The Arizona senator said Obama had added a work requirement to his proposal to grant a 10 percent universal mortgage credit. A top Obama aide said the campaign added the requirement two weeks ago to avoid charges that the proposal provided “welfare” to non-working Americans.

“Thirteen days to go, and he changed his tax plan because the American people had learned the truth about it and they didn’t like it,” McCain told a crowd at lumber yard. “It’s another example that he’ll say anything to get elected.”

An Obama spokesman accused McCain of distortion and said the Democrat’s plan always included a work requirement, although it was discussed only within the campaign or to reporters who inquired about the particulars of the plan.

“Last week, Sen. McCain called Obama’s tax cuts for working people welfare. Today he’s claiming Sen. Obama doesn’t do enough to help the unemployed,” said Obama spokesman Tommy Vietor. “The only thing consistent about these attacks is how dishonest they are. All of Sen. Obama’s tax credits only go to workers and they always have.”

While criticizing Obama, McCain also targeted his own party. He complained the Bush administration was not yet buying up mortgages so homeowners facing foreclosure could renegotiate them at a more favorable interest rates. The GOP nominee has proposed a $300 billion plan, but a similar one is included in the $700 billion Wall Street bailout recently passed by Congress. Both McCain and Obama voted for that plan.

“I call on the administration to act now and buy up these mortgages and keep people in their homes,” McCain said before singling out Treasury Secretary Henry Paulson. “And why is the secretary of the Treasury not ordering them to do that?”

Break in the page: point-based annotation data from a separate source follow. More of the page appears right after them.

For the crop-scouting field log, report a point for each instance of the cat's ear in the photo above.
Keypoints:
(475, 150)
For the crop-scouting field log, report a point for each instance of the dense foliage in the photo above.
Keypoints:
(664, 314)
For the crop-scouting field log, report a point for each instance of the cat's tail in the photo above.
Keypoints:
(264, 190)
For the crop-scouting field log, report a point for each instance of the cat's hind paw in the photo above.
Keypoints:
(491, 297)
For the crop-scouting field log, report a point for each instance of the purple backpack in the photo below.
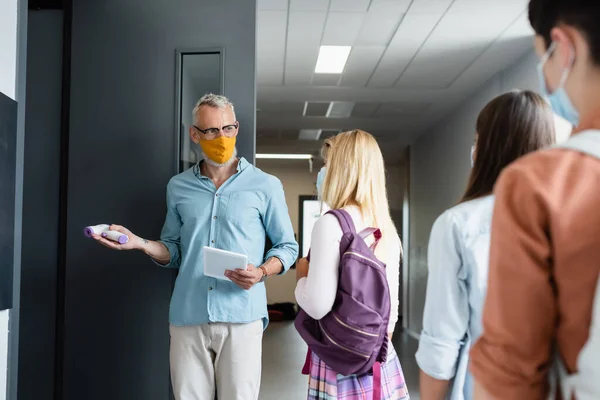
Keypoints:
(352, 337)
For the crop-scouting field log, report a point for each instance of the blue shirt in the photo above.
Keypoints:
(458, 258)
(237, 217)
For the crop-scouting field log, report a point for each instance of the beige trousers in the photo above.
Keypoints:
(220, 357)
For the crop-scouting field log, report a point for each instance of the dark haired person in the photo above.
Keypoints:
(509, 127)
(545, 246)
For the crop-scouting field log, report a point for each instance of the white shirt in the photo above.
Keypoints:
(458, 257)
(315, 294)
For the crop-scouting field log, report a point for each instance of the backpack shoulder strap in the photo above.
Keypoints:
(587, 142)
(344, 219)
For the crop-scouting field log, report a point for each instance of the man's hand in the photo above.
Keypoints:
(133, 243)
(301, 269)
(245, 279)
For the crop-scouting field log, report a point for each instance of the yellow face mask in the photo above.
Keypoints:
(219, 150)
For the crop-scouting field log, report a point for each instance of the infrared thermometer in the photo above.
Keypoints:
(104, 231)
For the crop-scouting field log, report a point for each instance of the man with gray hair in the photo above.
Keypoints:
(226, 203)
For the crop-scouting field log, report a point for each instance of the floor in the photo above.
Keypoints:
(284, 353)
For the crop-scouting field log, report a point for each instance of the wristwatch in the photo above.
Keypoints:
(265, 274)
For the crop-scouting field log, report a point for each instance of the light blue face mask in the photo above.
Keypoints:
(561, 104)
(320, 179)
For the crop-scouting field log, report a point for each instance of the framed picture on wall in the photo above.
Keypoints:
(311, 209)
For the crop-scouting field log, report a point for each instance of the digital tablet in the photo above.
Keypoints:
(217, 261)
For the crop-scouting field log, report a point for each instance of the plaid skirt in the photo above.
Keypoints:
(326, 384)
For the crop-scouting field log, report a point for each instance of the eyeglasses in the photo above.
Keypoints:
(211, 133)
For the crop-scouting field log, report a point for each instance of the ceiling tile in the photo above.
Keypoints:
(364, 110)
(381, 23)
(342, 28)
(285, 107)
(349, 5)
(360, 65)
(325, 79)
(400, 108)
(514, 44)
(289, 133)
(279, 5)
(303, 46)
(316, 109)
(459, 38)
(309, 5)
(270, 46)
(431, 6)
(327, 133)
(267, 133)
(409, 38)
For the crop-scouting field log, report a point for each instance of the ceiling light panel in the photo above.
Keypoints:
(332, 59)
(340, 109)
(316, 109)
(309, 134)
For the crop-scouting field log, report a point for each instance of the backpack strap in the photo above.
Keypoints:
(587, 142)
(344, 219)
(377, 381)
(365, 233)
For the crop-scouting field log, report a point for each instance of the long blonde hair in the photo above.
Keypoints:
(356, 177)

The charges came at the start of a bus tour targeting blue-collar Florida workers who are like the Ohio plumber, Joe Wurzelbacher, who has become the central thematic element in speeches by McCain and his running mate, Alaska Gov. Sarah Palin.

From Ormond Beach on the Atlantic Coast to Sarasota on the Gulf Coast, McCain was criticizing Obama’s tax plans and promoting his own proposals to cut taxes for individuals and businesses. After his stop at All Star Building Materials, he was moving on to a doctor’s office, a restaurant and a farm.

“Whether it’s Joe the Plumber in Ohio or Joe over here,” McCain said, pointing into the crowd, “we shouldn’t be taxing our small businesses more, as Sen. Obama wants to do. We need to be helping them expand their businesses and create jobs.”

Obama, speaking Wednesday in Virginia, rebutted such criticism, arguing that his tax plan would not raise taxes on small businesses and working couples earning less than $250,000 a year.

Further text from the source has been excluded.